Colorado moved away from RUGS and began using PDPM on July 1 2023, he said.
“For this first year, the state enacted a ‘hold harmless’ in rate setting, which ensured that no provider saw a rate decrease as a result of the change,” said Farmer. “That ‘hold harmless’ was used because providers did not have time to begin coding under the new PDPM-based requirement prior to the shift in methodology.”
Pennsylvania won a significant 17.5% increase in its Medicaid rate in 2022 after no increases for a decade. This year, the state approved a $16 million increase in Medicaid rates, about $10 million short of what associations had advocated for.
State lawmakers still have to agree on a budget for fiscal 2024.
Looking ahead, there’s much volatility in the state when it comes to Medicaid rates despite the state not switching to PDPM as of yet.
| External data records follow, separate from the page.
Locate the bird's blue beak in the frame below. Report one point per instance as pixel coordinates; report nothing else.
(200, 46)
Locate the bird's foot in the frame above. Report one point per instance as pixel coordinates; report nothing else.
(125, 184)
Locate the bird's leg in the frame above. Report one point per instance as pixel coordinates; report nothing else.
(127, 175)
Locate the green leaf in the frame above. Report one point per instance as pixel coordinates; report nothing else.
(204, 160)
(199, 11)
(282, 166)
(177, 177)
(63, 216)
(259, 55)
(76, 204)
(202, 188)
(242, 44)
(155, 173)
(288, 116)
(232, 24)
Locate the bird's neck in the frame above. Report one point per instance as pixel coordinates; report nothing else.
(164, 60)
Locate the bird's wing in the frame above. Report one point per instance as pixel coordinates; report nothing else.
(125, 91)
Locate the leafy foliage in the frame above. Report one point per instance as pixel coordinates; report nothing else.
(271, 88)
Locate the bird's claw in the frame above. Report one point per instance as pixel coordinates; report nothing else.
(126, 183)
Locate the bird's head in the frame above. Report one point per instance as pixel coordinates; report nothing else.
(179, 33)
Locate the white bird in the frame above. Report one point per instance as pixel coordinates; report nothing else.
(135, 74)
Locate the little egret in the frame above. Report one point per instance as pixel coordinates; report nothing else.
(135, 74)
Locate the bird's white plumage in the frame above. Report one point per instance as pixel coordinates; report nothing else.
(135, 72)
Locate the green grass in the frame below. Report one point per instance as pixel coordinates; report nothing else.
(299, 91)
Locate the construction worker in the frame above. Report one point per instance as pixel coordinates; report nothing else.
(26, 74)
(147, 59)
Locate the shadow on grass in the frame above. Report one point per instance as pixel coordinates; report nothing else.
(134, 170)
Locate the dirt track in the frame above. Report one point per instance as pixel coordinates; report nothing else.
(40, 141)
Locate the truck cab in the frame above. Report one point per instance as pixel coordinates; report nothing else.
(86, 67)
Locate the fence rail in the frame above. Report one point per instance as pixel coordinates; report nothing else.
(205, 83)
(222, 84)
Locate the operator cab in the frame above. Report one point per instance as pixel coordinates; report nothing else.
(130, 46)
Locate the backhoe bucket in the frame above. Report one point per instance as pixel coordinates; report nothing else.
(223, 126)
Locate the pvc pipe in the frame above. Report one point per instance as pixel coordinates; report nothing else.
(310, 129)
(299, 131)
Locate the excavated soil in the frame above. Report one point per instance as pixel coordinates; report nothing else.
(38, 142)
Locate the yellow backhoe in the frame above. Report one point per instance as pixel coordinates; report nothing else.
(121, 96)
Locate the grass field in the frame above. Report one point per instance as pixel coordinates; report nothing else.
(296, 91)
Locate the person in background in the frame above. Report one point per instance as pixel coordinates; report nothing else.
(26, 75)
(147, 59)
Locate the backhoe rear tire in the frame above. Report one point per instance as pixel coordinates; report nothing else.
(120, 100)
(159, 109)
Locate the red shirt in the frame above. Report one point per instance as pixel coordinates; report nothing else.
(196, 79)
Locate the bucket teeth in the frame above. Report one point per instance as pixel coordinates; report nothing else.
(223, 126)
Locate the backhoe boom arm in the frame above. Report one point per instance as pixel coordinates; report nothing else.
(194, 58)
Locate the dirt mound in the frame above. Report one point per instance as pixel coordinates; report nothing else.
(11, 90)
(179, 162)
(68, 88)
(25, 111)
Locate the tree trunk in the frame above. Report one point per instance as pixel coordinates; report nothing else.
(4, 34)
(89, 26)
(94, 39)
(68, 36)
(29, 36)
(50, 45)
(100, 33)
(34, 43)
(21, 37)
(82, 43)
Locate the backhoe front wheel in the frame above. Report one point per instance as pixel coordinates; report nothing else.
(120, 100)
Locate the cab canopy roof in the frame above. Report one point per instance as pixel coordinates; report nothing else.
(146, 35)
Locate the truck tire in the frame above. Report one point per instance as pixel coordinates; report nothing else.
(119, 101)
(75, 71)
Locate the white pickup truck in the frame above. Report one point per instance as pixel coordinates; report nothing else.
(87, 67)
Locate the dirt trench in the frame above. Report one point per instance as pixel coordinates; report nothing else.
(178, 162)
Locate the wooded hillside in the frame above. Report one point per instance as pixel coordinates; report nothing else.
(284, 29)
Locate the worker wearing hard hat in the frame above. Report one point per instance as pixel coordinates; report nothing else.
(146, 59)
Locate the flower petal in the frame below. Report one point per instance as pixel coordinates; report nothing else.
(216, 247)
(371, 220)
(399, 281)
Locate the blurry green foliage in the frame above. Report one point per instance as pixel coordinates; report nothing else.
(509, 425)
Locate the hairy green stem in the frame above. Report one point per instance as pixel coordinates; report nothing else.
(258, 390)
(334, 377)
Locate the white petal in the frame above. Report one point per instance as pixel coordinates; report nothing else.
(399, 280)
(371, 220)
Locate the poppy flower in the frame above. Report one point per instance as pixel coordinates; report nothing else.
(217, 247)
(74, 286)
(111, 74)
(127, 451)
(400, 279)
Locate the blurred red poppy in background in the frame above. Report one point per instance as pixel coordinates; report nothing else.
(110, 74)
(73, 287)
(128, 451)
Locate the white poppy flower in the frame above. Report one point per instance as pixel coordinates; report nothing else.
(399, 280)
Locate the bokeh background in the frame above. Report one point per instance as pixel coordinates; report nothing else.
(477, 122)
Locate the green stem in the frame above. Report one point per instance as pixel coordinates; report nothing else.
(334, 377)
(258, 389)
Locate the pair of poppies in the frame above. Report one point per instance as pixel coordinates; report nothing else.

Volatility has been caused by Covid costs and the fact that overall costs have not been included at the same time for providers.
Prior to last year, the amount the state took off the top for the budget adjustment factor was more than 20%. With the reduction in April 2023, after the 17.5% increase for the staffing regulations in 2022, the budget adjustment factor dropped to about 10%. If July 2023 rebasing would have played out as proposed, the reduction would have been at about 17%, or more than $500 million annually taken off the table from supporting Medicaid care.
Legislation was passed in September to diminish some of the rebasing volatility, freezing the cost database used to to establish nursing home rates in the state, but the issue will need to be looked at again next summer.